From deadlock to launch: unblocking a high-stakes splash page decision
Summary
A high-visibility splash page for the Prime Minister of Canada was stuck for months because stakeholders couldn’t agree on a single hero image. The team was treating this as a forced choice, so I introduced a curated set of approved images that rotate on refresh.
Working with design and engineering, we ensured the solution met accessibility and responsive design requirements, including contrast overlays and focal-point cropping. This made compromise possible, reduced reputational risk, and allowed the work to launch.
Context
The splash page for the Prime Minister of Canada is one of the most visible surfaces in the federal government. Even small changes carry reputational risk and require alignment across multiple senior stakeholders. It also has a representational role for the public, helping ensure Canadians feel seen and included in how their Prime Minister represents the country’s leadership.

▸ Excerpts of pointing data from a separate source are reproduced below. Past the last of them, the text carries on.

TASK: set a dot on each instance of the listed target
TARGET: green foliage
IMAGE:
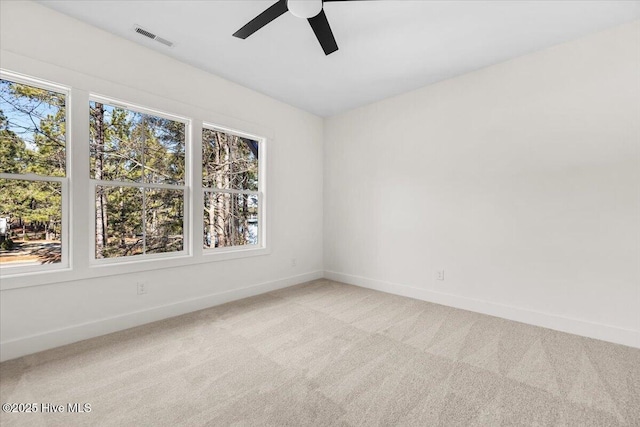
(6, 245)
(32, 141)
(128, 146)
(229, 162)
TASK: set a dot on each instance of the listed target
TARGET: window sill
(91, 271)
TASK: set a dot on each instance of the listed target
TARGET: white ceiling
(386, 47)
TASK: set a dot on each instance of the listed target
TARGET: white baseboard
(584, 328)
(55, 338)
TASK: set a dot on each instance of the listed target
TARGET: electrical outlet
(142, 288)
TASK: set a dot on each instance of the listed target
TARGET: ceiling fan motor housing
(304, 8)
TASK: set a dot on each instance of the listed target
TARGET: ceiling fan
(308, 9)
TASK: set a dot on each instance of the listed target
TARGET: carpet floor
(325, 353)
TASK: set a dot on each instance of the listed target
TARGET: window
(138, 172)
(231, 190)
(33, 170)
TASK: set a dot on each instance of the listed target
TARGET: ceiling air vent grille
(152, 36)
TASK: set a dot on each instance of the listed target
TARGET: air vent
(152, 36)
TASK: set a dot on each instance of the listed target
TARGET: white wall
(521, 181)
(63, 50)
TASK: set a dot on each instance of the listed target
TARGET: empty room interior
(319, 213)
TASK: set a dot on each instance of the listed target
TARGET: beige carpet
(324, 353)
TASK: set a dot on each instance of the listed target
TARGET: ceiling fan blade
(261, 20)
(323, 32)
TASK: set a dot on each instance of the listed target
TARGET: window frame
(261, 247)
(65, 238)
(186, 188)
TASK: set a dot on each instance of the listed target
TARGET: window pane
(134, 147)
(229, 161)
(30, 222)
(120, 229)
(32, 130)
(118, 222)
(115, 143)
(164, 151)
(230, 219)
(164, 221)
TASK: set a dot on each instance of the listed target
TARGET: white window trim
(231, 252)
(186, 221)
(80, 220)
(65, 240)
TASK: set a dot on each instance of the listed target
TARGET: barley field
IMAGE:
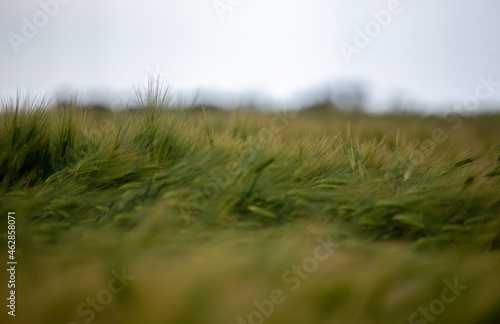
(172, 214)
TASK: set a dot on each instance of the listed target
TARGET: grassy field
(171, 215)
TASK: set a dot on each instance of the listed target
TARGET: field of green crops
(165, 214)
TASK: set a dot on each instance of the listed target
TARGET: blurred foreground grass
(212, 213)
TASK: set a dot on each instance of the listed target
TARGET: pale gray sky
(430, 51)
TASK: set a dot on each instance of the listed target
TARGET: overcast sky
(426, 50)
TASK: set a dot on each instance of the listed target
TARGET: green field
(166, 214)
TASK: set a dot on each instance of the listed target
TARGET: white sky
(433, 51)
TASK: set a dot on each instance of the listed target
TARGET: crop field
(170, 214)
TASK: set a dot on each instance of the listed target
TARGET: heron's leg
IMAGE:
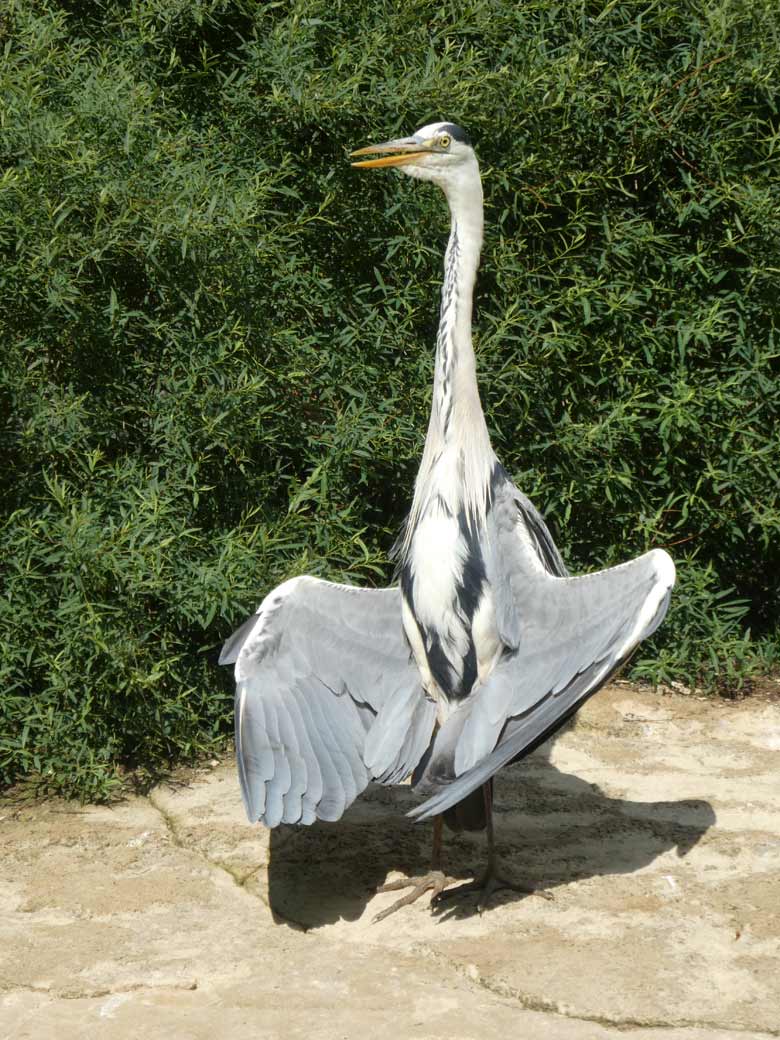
(435, 881)
(490, 882)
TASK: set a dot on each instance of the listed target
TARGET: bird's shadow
(551, 828)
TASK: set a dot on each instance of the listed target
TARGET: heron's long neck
(456, 408)
(458, 461)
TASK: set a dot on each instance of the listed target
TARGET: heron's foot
(487, 886)
(434, 882)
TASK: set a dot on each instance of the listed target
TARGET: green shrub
(217, 338)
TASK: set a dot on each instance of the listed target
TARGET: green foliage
(217, 338)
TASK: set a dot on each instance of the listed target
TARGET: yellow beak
(403, 151)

When I joined the team, the work had already been stalled for months. The team was trying to select a single hero image, but no option felt broadly acceptable or “safe” enough to move forward.
My role
Web Team Lead, acting as Product Manager. I worked across design, engineering, and political stakeholders to unblock delivery and move the work to launch.
What was blocking the work
High visibility and political sensitivity
Conflicting stakeholder preferences for imagery
Low tolerance for perceived missteps
Assumption that only one image could be used

This created repeated deadlock, as every option introduced tradeoffs that prevented consensus.
Insight
The team wasn’t stuck because the decision was complex, but because they hadn’t identified a viable alternative that could satisfy multiple requirements at once.
Given the Prime Minister’s role and the representational expectations of the page, no single image could fully satisfy all stakeholders or reflect the breadth and diversity required.
Once that became clear, the opportunity shifted from forcing consensus on one option to expanding what was possible within the system.
Solution
I proposed replacing the single-image decision with a curated set of approved images that rotate on page refresh.
This shifted the decision from:
“Which one image best represents the Prime Minister?”
to
“Which set of images adequately reflects the breadth and diversity of the Prime Minister’s role?”
I worked with the design team to ensure accessibility requirements were met, including a 33% black overlay to maintain text contrast for WCAG compliance.
Working with engineering, we implemented responsive focal-point handling so images remained properly centred across devices.
I also worked with political and communications stakeholders to define a set of images that reflected both institutional needs and the breadth and diversity required for public representation.
Outcome
The project moved from months of stalled discussion to launch
Stakeholder alignment improved by reducing perceived risk
The solution was simple to maintain and required no ongoing operational overhead
The final experience better reflected the breadth of the role and its public context
Reflection
This reinforced for me that many design problems are actually constraint and decision problems.
When a team is stuck, expanding the solution space—rather than optimizing within an assumed constraint—can be what enables progress.